Whereas these days any thoughts and expressed feelings on this subject are generally respected, the geometry of that time was quite the opposite for the young; a good example being that any cry for help I made then was usually written off on the basis that either I was uniquely different to other kids - therefore rendering my emotions unimportant - or that whatever punishment was dished out, and for whatever reason, it must have been deserved in some way.  

However, I know there must be a significant minority out there that struggled to a greater or lesser degree from that neo-post Victorian mindset of the era; people who possibly, because of their quieter or more introspective nature, not only might they have been more deeply affected at the time, but subsequently would have difficulty voicing their misgivings with any assertiveness. 

I'll reflect more on these issues later, but for the time being here is Pt 1. Included are one or two excerpts from my mother's diaries.


Old School Days









Monday, September 3rd 1962; with a slight chill in the air of an overcast morning, a nervous 11-year-old boards a Corporation Bus; the maiden journey, and the first of many more that would carry him through Preston’s busy morning traffic from the County Arms in Deepdale four miles to the suburb of Penwortham. 

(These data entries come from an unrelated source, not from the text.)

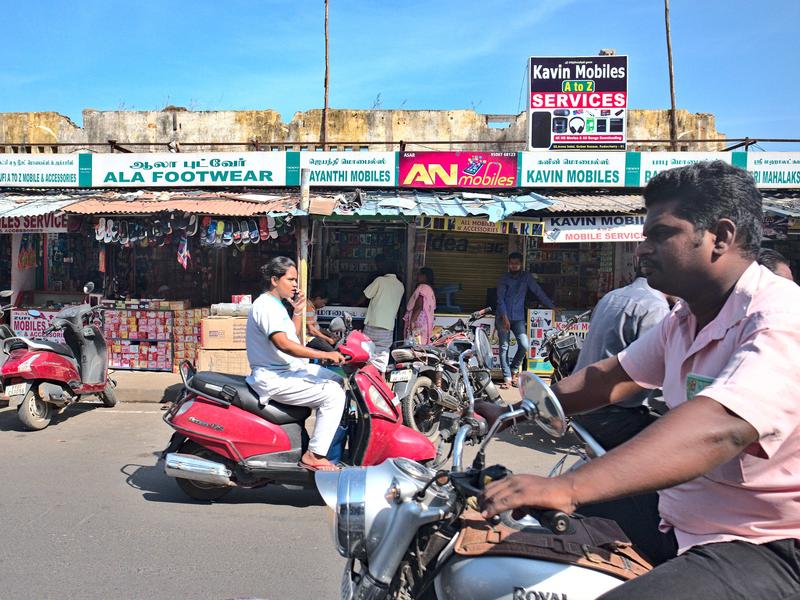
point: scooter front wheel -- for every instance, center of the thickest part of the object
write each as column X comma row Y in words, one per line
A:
column 34, row 412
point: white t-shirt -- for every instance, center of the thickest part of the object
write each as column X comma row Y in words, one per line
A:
column 267, row 317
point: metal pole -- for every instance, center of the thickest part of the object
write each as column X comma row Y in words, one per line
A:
column 673, row 122
column 327, row 82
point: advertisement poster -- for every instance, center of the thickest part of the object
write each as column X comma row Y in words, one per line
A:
column 362, row 169
column 458, row 169
column 578, row 103
column 572, row 169
column 24, row 325
column 478, row 225
column 250, row 169
column 774, row 169
column 600, row 228
column 39, row 170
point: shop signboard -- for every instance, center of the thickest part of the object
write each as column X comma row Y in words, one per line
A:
column 54, row 222
column 578, row 103
column 458, row 169
column 350, row 169
column 478, row 225
column 24, row 325
column 39, row 170
column 593, row 228
column 774, row 169
column 208, row 169
column 572, row 169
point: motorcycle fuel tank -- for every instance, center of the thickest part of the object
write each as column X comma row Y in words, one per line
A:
column 515, row 578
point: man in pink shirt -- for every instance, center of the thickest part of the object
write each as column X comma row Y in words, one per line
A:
column 726, row 458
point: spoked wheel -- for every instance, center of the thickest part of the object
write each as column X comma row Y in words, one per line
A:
column 420, row 412
column 199, row 490
column 34, row 412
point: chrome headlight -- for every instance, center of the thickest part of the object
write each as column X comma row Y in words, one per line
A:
column 483, row 349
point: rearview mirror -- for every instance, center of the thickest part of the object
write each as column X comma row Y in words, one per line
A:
column 550, row 415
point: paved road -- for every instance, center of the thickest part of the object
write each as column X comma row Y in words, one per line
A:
column 87, row 514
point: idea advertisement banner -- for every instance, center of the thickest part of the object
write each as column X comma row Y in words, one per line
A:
column 44, row 170
column 599, row 228
column 252, row 169
column 24, row 325
column 49, row 223
column 458, row 169
column 578, row 103
column 573, row 169
column 363, row 169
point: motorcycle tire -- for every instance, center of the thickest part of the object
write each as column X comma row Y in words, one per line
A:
column 418, row 417
column 33, row 412
column 108, row 396
column 197, row 490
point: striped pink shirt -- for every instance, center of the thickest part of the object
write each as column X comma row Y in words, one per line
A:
column 747, row 360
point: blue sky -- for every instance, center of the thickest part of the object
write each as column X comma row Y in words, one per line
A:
column 734, row 58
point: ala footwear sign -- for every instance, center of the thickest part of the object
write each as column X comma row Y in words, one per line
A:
column 221, row 169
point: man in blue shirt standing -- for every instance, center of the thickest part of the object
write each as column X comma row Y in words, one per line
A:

He disembarks, and following those wearing the same combination of blue, gold and grey – and with a greater look of certainty about them, his walk from Liverpool Road, through Crookings Lane and finally into Crow Hills Road, led eventually to the wide, flat, concrete example of 1950s architecture that would be his school for the next six years. 
– – –
This was Penwortham County Secondary School, the place my mother had gone to enormous lengths to have me become a pupil of. Maybe it was based on reputation, or perhaps because of nothing other than it sat in a rather middle class suburb, which might well have appealed to my mum’s desire to protect me from the “commoners” of Deepdale Modern, the school that by default would have naturally followed on from the Junior School I'd attended.

On my arrival that morning came the instruction for all first year pupils to stand in-line in the school yard, after which a member of staff appeared. With a look expressing every bit of authority his position held, as though a military inspection was taking place, I stood there and I waited as he walked back and forth, his eyes taking measure of these new recruits.   

Names were called out and pupils sent to their designated classrooms, first all those assigned to class 1a, then 1b, and so on, until a small group of thirty-or-so of us were left. Strangely, the downward consecutive alphabetical order in class names seemed to stop, and jump - suddenly, we who remained were to be the pupils of class 1r.

During that time it was never completely clear as to what the “r” stood for, some seemed to think it meant “removed” others suggested “remedial”, but what I did know was that it was at the rock-bottom of the academic scale. This wasn’t of any great concern to me at that time, I’d heard the adjectives “slow” and “late developer” so many times that I trusted they must indeed be correct, and along with being regarded as academically inept brought with it a lack of expectation and pressure, which suited me - I was comfortable with that.   

Such was my initial introduction to secondary education, the beginning of an experience sometimes unpleasant, occasionally enjoyable, but more than anything else one riddled with anxiety. I guess it had everything to do with the generation, the geometry of the time, the tail end of an institutionalised Victorian era that seemed to carry a belief that children needed to have goodness beaten into them.